Sementara itu, Claude berdiri dan membersihkan beberapa sisa pasir yang menempel di celana panjangnya yang digelung, lalu menatap suami dan anaknya bermain bersama seperti teman sebaya. Ia tertawa kecil dan menyilangkan tangannya di depan dada.
"Alois benar, kita tidak kehilangan kejenakaan anak kita." Sebastian menepuk pundak Claude sambil ikut menatap Abigail. Matanya lalu menangkap Daniel yang mengendap-endap ke belakang Ciel dan …
"Wua!" seru Ciel saat dijatuhkan oleh Daniel dari belakang.
"Danny!" seru Alois sambil mengejar ketiganya dan ikut bermain.
"Andai mereka perempuan," gumam Claude.
"Mereka memang perempuan. Itu, 'kan, urusannya istri!" gelak Sebastian. Claude membenarkan kacamatanya yang melorot dan tersenyum kecil, lalu ikut tertawa bersama Sebastian.
"Papa, Sebastian, ayo ikut bersama kami!" panggil Abigail yang berjalan ke arah kedua pria 30-an akhir tersebut dan menariknya ikut.
"Wow, kami masih berpakaian lengkap!" Claude sedikit protes.
"'Kan masih banyak baju di hotel!" sahut Abigail sambil tetap berusaha menarik kedua pria kekar itu.
"Oke, oke!" Sebastian dan Claude memutar tubuh Abigail untuk berjalan dahulu dan …
SPLASH!
"Gotcha, Abigail Stephanie Phantomhive-Faustus!" seru keduanya sambil tertawa.

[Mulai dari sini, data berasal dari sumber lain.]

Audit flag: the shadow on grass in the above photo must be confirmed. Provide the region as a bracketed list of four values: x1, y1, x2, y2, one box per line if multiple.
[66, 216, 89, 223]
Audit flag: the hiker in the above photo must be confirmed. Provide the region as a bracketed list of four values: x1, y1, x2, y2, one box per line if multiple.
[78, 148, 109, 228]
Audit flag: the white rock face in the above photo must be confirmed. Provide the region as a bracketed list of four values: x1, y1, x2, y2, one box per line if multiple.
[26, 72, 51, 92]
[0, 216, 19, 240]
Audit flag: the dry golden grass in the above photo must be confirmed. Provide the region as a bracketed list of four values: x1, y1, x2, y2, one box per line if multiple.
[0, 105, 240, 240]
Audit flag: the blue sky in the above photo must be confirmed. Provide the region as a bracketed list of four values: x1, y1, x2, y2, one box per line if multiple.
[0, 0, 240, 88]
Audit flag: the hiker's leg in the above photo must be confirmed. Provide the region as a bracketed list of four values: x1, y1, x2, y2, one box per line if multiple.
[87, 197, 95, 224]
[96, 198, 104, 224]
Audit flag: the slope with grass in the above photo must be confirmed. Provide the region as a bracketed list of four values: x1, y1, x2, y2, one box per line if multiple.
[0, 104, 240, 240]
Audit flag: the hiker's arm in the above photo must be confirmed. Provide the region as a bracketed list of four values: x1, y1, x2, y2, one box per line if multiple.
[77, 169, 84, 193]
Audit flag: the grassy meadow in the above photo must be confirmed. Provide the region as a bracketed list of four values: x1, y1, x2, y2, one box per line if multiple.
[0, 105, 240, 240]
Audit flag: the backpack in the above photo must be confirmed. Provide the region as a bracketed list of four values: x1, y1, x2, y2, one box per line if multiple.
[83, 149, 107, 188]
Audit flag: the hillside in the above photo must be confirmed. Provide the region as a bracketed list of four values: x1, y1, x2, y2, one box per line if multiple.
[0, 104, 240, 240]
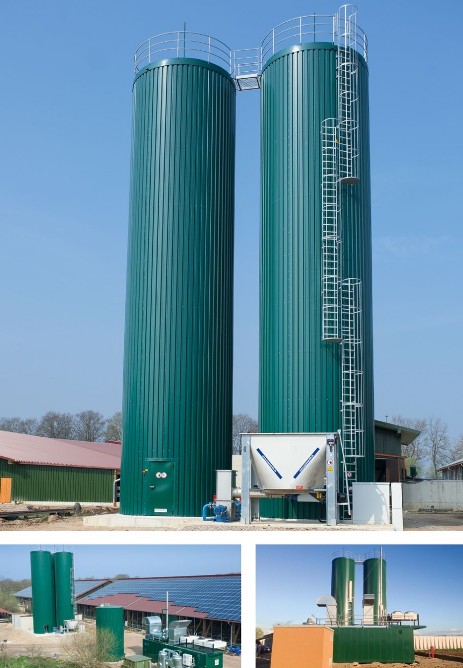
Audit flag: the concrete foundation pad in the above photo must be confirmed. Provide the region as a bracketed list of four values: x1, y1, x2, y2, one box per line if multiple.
[82, 515, 394, 531]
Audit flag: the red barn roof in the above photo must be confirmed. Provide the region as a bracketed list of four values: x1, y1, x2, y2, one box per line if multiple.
[0, 431, 122, 470]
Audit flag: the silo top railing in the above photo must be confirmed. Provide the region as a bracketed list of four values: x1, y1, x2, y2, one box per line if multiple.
[261, 6, 368, 65]
[134, 30, 232, 74]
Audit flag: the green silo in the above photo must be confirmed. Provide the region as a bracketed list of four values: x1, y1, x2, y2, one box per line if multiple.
[331, 556, 355, 626]
[54, 552, 75, 626]
[259, 17, 374, 516]
[120, 33, 235, 516]
[363, 557, 387, 624]
[95, 605, 124, 661]
[31, 550, 56, 634]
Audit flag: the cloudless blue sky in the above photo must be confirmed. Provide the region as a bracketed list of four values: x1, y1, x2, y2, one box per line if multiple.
[256, 544, 463, 634]
[0, 0, 463, 436]
[0, 544, 241, 580]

"Papa, Sebastian!" gerutu Abigail sambil membalikkan badan dan menarik sekuat tenaga keduanya lagi.
Dan, apa yang terjadi?
SPLASH!
Keduanya jatuh di depan kaki Ciel dan Alois.
"Hai, Papa dan Papa!" sapa Ciel dan Alois sambil tertawa kecil.
"Alois Trancy-Michaelis dan Ciel Phantomhive-Faustus," gumam Sebastian dan Claude kecil.
"Papa, Daddy!" seru Abigail dan Daniel.
"'Kay, we're on our way there!" sahut Ciel.
*u*
Few Weeks Later
Bandung, Jawa Barat, Indonesia
"Makanan Indonesia tidak begitu buruk," komentar Abigail sambl memakan mi kocoknya dengan santai, sambil menatap mangkuk Daniel yang masih tiga perempat penuh.
"Kalau kau tidak habis, sini," Abigail mau meraih mangkuk Daniel, tapi tangan pemuda itu memegang tangan Abigail.
"Aku mau makan, Abby." Daniel berkata.
"Tapi tidak kamu makan," Abigail memakan pesanannya lagi. "Papa, Daddy, Sebastian, Alois, tidak makan?" tanya Abigail.
"Kalian saja. Kami bisa makan nanti-nanti," jawab Sebastian sambil melirik mangkuk Abigail yang sudah tinggal kuahnya—yang tidak begitu banyak—itu.
"Wow. Oke. Claude. Ciel. Kalian beri Abby apa?" bingung Sebastian.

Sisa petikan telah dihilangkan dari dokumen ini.